Tuesday, July 27, 2010

Mechanical Turk, Low Wages, and the Market for Lemons

In HCOMP this year, one of the memorable and discussed presentations (although highly unconventional) was by M. Six Silberman who discussed the "Sellers' problems in human computation markets". The basic question: can we protect the workers there from exploitation and from sweatshop salaries?

Luis von Ahn posted a similar post on his blog. In the comments of the blog post, someone suggested that the low wages on Mechanical Turk is simply the result of high supply of workers and low demand for their work. As there is more supply, the salaries drop. And having minimum wages, would interfere with the free market.

I actually disagree with this interpretation.
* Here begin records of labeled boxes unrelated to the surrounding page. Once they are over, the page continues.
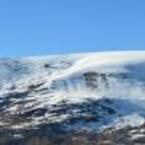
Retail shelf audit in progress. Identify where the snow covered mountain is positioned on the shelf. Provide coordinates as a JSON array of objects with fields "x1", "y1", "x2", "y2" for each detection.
[{"x1": 0, "y1": 51, "x2": 145, "y2": 135}]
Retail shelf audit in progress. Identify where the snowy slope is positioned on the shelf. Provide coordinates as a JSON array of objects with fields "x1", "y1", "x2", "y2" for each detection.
[{"x1": 0, "y1": 51, "x2": 145, "y2": 130}]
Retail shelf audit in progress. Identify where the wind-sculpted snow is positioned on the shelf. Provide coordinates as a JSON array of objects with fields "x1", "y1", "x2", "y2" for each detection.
[{"x1": 0, "y1": 51, "x2": 145, "y2": 131}]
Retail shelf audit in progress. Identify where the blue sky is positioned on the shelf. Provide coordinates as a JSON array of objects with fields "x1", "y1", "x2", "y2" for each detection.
[{"x1": 0, "y1": 0, "x2": 145, "y2": 57}]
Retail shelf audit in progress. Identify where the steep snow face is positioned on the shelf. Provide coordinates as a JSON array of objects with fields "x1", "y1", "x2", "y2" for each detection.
[{"x1": 0, "y1": 51, "x2": 145, "y2": 130}]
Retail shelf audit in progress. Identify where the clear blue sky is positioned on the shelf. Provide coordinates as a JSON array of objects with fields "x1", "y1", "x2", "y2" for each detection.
[{"x1": 0, "y1": 0, "x2": 145, "y2": 57}]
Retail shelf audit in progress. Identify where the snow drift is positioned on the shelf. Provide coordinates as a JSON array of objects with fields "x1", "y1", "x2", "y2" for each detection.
[{"x1": 0, "y1": 51, "x2": 145, "y2": 130}]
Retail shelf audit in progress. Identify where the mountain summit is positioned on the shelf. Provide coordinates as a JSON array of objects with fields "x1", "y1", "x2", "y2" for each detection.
[{"x1": 0, "y1": 51, "x2": 145, "y2": 144}]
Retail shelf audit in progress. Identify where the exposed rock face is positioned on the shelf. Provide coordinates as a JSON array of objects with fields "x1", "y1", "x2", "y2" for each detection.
[{"x1": 0, "y1": 52, "x2": 145, "y2": 145}]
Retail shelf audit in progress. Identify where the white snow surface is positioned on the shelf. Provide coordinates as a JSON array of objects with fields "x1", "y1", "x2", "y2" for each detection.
[{"x1": 0, "y1": 51, "x2": 145, "y2": 129}]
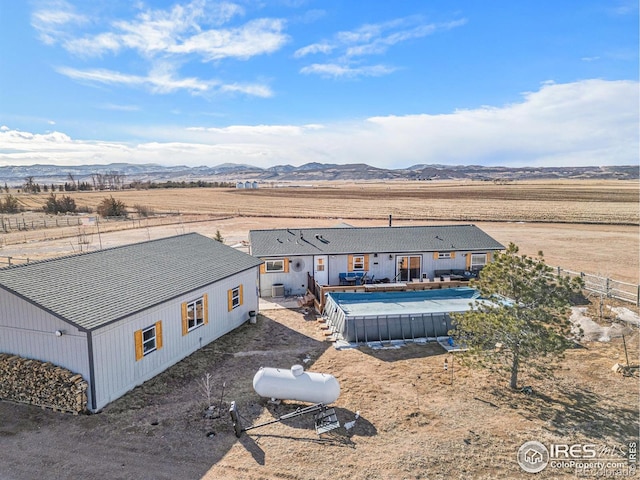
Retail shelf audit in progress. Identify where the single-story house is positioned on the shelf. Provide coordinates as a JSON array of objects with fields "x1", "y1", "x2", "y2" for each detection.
[
  {"x1": 249, "y1": 225, "x2": 505, "y2": 297},
  {"x1": 0, "y1": 233, "x2": 261, "y2": 412}
]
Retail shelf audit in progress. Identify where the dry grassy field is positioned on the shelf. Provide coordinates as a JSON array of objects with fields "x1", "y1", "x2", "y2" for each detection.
[
  {"x1": 0, "y1": 182, "x2": 640, "y2": 480},
  {"x1": 13, "y1": 180, "x2": 640, "y2": 225},
  {"x1": 5, "y1": 180, "x2": 640, "y2": 284}
]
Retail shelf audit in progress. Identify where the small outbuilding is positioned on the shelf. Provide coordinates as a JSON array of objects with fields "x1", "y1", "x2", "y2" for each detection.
[{"x1": 0, "y1": 233, "x2": 261, "y2": 412}]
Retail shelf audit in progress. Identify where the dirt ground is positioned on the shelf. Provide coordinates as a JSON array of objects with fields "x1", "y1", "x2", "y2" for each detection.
[
  {"x1": 0, "y1": 184, "x2": 640, "y2": 480},
  {"x1": 0, "y1": 309, "x2": 639, "y2": 480}
]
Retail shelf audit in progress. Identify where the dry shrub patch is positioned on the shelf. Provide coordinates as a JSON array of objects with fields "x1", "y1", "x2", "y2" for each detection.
[{"x1": 0, "y1": 304, "x2": 638, "y2": 480}]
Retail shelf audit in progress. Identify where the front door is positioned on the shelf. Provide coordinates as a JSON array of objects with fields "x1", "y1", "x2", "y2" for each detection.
[
  {"x1": 313, "y1": 255, "x2": 329, "y2": 285},
  {"x1": 396, "y1": 256, "x2": 422, "y2": 282}
]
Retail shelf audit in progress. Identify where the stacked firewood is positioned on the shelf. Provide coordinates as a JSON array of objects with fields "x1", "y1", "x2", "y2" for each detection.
[{"x1": 0, "y1": 354, "x2": 88, "y2": 414}]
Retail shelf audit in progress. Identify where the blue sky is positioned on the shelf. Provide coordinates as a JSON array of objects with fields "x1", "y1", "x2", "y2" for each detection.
[{"x1": 0, "y1": 0, "x2": 639, "y2": 168}]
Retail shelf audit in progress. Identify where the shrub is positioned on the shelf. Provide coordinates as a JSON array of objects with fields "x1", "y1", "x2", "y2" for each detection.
[{"x1": 97, "y1": 196, "x2": 127, "y2": 217}]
First of all, there is no oversupply of labor on Mechanical Turk. The distribution of completion times (follows a power law), suggests that the market operates at maximum capacity. My gut instinct actually tells me that there are not enough workers available for the posted work, not vice versa.

I can hear the protests: If there is not enough supply of workers, why don't requesters simply increase the offered prices?
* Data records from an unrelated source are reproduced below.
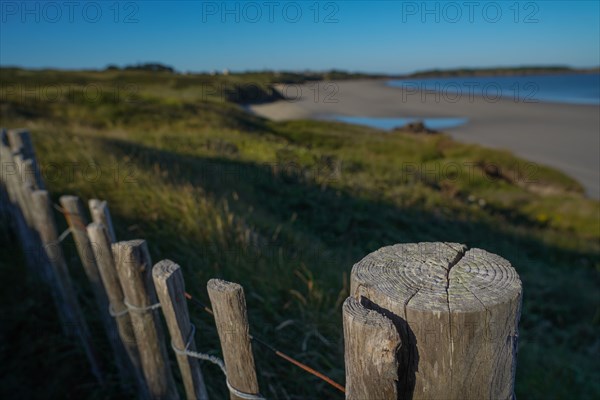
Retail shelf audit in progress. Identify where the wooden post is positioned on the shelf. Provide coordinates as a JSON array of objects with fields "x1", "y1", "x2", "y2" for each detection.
[
  {"x1": 60, "y1": 196, "x2": 131, "y2": 382},
  {"x1": 87, "y1": 223, "x2": 148, "y2": 398},
  {"x1": 350, "y1": 243, "x2": 522, "y2": 400},
  {"x1": 342, "y1": 297, "x2": 400, "y2": 400},
  {"x1": 112, "y1": 240, "x2": 179, "y2": 399},
  {"x1": 152, "y1": 260, "x2": 208, "y2": 400},
  {"x1": 31, "y1": 190, "x2": 104, "y2": 384},
  {"x1": 7, "y1": 129, "x2": 45, "y2": 189},
  {"x1": 88, "y1": 199, "x2": 117, "y2": 243},
  {"x1": 207, "y1": 279, "x2": 259, "y2": 400}
]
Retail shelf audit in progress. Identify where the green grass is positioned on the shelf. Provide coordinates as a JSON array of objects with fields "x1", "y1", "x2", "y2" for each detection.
[{"x1": 0, "y1": 70, "x2": 600, "y2": 399}]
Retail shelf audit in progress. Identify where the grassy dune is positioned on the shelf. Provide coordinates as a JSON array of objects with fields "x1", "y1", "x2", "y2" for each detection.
[{"x1": 0, "y1": 69, "x2": 600, "y2": 399}]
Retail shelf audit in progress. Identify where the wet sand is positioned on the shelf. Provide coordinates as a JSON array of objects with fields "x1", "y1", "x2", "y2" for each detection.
[{"x1": 249, "y1": 80, "x2": 600, "y2": 199}]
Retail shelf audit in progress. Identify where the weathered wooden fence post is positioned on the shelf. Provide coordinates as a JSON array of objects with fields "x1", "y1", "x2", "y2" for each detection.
[
  {"x1": 346, "y1": 243, "x2": 522, "y2": 400},
  {"x1": 342, "y1": 297, "x2": 400, "y2": 400},
  {"x1": 88, "y1": 199, "x2": 117, "y2": 243},
  {"x1": 60, "y1": 196, "x2": 131, "y2": 382},
  {"x1": 207, "y1": 279, "x2": 259, "y2": 400},
  {"x1": 31, "y1": 190, "x2": 104, "y2": 383},
  {"x1": 87, "y1": 222, "x2": 149, "y2": 398},
  {"x1": 112, "y1": 240, "x2": 179, "y2": 399},
  {"x1": 152, "y1": 260, "x2": 208, "y2": 400}
]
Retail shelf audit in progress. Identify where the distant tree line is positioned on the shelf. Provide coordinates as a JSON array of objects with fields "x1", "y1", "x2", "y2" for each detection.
[{"x1": 106, "y1": 63, "x2": 175, "y2": 73}]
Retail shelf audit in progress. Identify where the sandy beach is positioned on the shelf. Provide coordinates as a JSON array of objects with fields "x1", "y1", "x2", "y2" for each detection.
[{"x1": 250, "y1": 80, "x2": 600, "y2": 199}]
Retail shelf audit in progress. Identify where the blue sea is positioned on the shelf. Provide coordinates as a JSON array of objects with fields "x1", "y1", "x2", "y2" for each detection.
[
  {"x1": 331, "y1": 74, "x2": 600, "y2": 130},
  {"x1": 388, "y1": 74, "x2": 600, "y2": 105}
]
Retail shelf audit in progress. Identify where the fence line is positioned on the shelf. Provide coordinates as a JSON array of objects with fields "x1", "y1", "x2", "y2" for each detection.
[{"x1": 0, "y1": 130, "x2": 522, "y2": 400}]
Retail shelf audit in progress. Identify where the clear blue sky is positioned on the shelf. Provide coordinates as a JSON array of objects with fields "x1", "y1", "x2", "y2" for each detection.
[{"x1": 0, "y1": 0, "x2": 600, "y2": 73}]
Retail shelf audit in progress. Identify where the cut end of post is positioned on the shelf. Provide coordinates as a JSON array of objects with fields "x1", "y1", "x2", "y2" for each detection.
[
  {"x1": 206, "y1": 279, "x2": 244, "y2": 293},
  {"x1": 152, "y1": 260, "x2": 181, "y2": 282}
]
My explanation: The requesters already pay minimum wages for work that is worth minimum wage. How is that possible given the effective hourly rate of \$2/hour?

The basic problem: Spammers. Given that many large tasks attract spammers, most requesters rely on redundancy to ensure quality. So instead of having a single worker to do a task, they get 5 workers to work on it. This increases the effective rate from \$2/hr to \$10/hr.
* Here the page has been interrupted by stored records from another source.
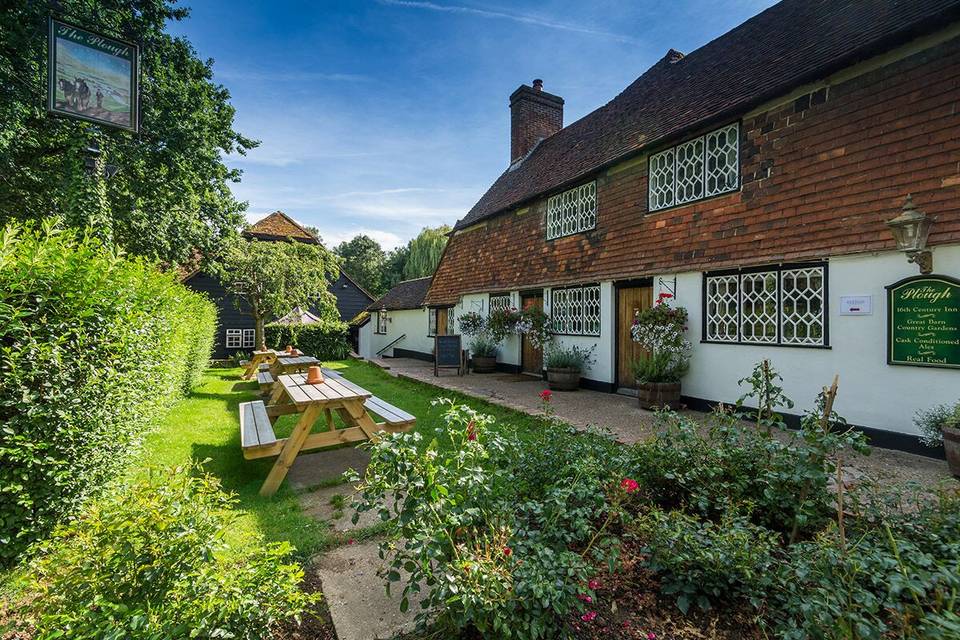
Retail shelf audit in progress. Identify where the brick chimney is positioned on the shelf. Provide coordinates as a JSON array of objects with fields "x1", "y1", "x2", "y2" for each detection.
[{"x1": 510, "y1": 79, "x2": 563, "y2": 164}]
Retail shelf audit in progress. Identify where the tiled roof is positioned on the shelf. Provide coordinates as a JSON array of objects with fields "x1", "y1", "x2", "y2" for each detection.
[
  {"x1": 367, "y1": 276, "x2": 433, "y2": 311},
  {"x1": 244, "y1": 211, "x2": 318, "y2": 244},
  {"x1": 456, "y1": 0, "x2": 960, "y2": 229}
]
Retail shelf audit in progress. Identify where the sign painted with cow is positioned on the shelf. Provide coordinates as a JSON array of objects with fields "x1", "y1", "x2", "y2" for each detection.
[
  {"x1": 47, "y1": 18, "x2": 139, "y2": 131},
  {"x1": 887, "y1": 275, "x2": 960, "y2": 368}
]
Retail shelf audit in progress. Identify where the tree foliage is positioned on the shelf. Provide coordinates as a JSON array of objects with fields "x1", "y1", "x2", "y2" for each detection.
[
  {"x1": 403, "y1": 225, "x2": 451, "y2": 280},
  {"x1": 0, "y1": 0, "x2": 257, "y2": 263},
  {"x1": 333, "y1": 234, "x2": 387, "y2": 296},
  {"x1": 211, "y1": 240, "x2": 340, "y2": 346}
]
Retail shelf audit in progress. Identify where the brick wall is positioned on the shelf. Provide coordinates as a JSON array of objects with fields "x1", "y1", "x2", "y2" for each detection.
[
  {"x1": 427, "y1": 39, "x2": 960, "y2": 304},
  {"x1": 510, "y1": 80, "x2": 563, "y2": 163}
]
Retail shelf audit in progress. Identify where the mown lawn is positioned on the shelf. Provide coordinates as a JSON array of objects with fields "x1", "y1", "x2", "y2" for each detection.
[{"x1": 139, "y1": 360, "x2": 544, "y2": 558}]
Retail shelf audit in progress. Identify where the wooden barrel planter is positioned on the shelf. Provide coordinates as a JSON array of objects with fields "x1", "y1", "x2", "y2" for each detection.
[
  {"x1": 943, "y1": 427, "x2": 960, "y2": 478},
  {"x1": 637, "y1": 382, "x2": 680, "y2": 409},
  {"x1": 547, "y1": 368, "x2": 580, "y2": 391},
  {"x1": 473, "y1": 356, "x2": 497, "y2": 373}
]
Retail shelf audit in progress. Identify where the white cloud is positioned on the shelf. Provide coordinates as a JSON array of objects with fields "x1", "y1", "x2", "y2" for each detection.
[{"x1": 379, "y1": 0, "x2": 636, "y2": 42}]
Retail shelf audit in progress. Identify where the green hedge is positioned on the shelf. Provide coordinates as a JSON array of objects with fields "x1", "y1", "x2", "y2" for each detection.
[
  {"x1": 0, "y1": 221, "x2": 216, "y2": 564},
  {"x1": 264, "y1": 322, "x2": 350, "y2": 360}
]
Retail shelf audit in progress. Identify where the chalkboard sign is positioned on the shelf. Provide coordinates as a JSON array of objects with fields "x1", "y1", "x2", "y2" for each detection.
[
  {"x1": 433, "y1": 336, "x2": 463, "y2": 375},
  {"x1": 887, "y1": 275, "x2": 960, "y2": 368}
]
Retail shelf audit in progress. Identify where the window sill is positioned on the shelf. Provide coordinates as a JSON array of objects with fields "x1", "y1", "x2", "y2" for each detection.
[{"x1": 700, "y1": 340, "x2": 833, "y2": 350}]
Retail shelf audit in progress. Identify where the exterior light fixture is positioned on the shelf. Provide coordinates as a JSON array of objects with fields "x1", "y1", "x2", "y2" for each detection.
[{"x1": 887, "y1": 194, "x2": 933, "y2": 274}]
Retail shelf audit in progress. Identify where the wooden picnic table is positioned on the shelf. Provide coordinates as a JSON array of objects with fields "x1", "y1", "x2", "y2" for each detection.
[
  {"x1": 243, "y1": 349, "x2": 281, "y2": 380},
  {"x1": 255, "y1": 374, "x2": 398, "y2": 496}
]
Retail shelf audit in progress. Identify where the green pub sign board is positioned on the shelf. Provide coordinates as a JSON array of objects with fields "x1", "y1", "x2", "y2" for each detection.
[{"x1": 887, "y1": 275, "x2": 960, "y2": 368}]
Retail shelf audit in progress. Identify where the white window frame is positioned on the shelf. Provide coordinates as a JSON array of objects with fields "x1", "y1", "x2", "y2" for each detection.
[
  {"x1": 701, "y1": 262, "x2": 830, "y2": 348},
  {"x1": 374, "y1": 309, "x2": 387, "y2": 336},
  {"x1": 647, "y1": 122, "x2": 740, "y2": 212},
  {"x1": 546, "y1": 180, "x2": 597, "y2": 240},
  {"x1": 224, "y1": 329, "x2": 243, "y2": 349},
  {"x1": 488, "y1": 293, "x2": 513, "y2": 313},
  {"x1": 550, "y1": 284, "x2": 602, "y2": 336}
]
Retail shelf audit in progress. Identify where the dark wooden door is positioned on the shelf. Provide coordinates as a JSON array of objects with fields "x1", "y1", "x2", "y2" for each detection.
[
  {"x1": 520, "y1": 294, "x2": 543, "y2": 376},
  {"x1": 617, "y1": 287, "x2": 653, "y2": 389},
  {"x1": 434, "y1": 309, "x2": 447, "y2": 336}
]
Effectively, what Amazon Mechanical Turk is today is a market for lemons, following the terminology of Akerlof's famous paper, for which he got the 2001 Nobel prize.

A market for lemons is a market where the sellers cannot evaluate beforehand the quality of the goods that they are buying. So, if you have two types of products (say good workers and low quality workers) and cannot tell who is whom, the price that the buyer is willing to pay will be proportional to the average quality of the worker. So the offered price will be between the price of a good worker and a low quality worker. What a good worker would do? Given that good workers will not get enough payment for their true quality, they leave the market. This leads the buyer to lower the price even more towards the price for low quality workers. At the end, we only have low quality workers in the market (or workers willing to work for similar wages) and the offered price reflects that.

This is exactly what is happening on Mechanical Turk today. Requesters pay everyone as if they are low quality workers, assuming that extra quality assurance techniques will be required on top of Mechanical Turk.

So, how can someone resolve such issues? The basic solution is the concept of signalling. Good workers need a method to signal to the buyer their higher quality. In this way, they can differentiate themselves from low quality workers. Unfortunately, Amazon has not implemented a good reputation mechanism. The "number of HITs worked" and the "acceptance percentage" are simply not sufficient signalling mechanisms.

Here are some ideas:

  • Allowing workers to get endorsements from reputable requesters (to avoid scam rings like on eBay)
  • Allowing requesters to post machine readable feedback on the performance of the workers, disconnecting evaluation from the approval rate.
  • Certifications and qualification tests that indeed measure ability on different tasks (e.g., language abilities, reading comprehension tests, etc)
  • Publishing the reputation history of the workers, so that requesters can evaluate the quality of the worker.
Of course, similar measures can be adopted for requesters! There is a symmetric market for lemons on that side! Scam requesters post HITs, behave badly, and cause good workers to avoid any newcomer. New requesters then get only low quality workers, get disappointed with the quality of the results and they leave the market.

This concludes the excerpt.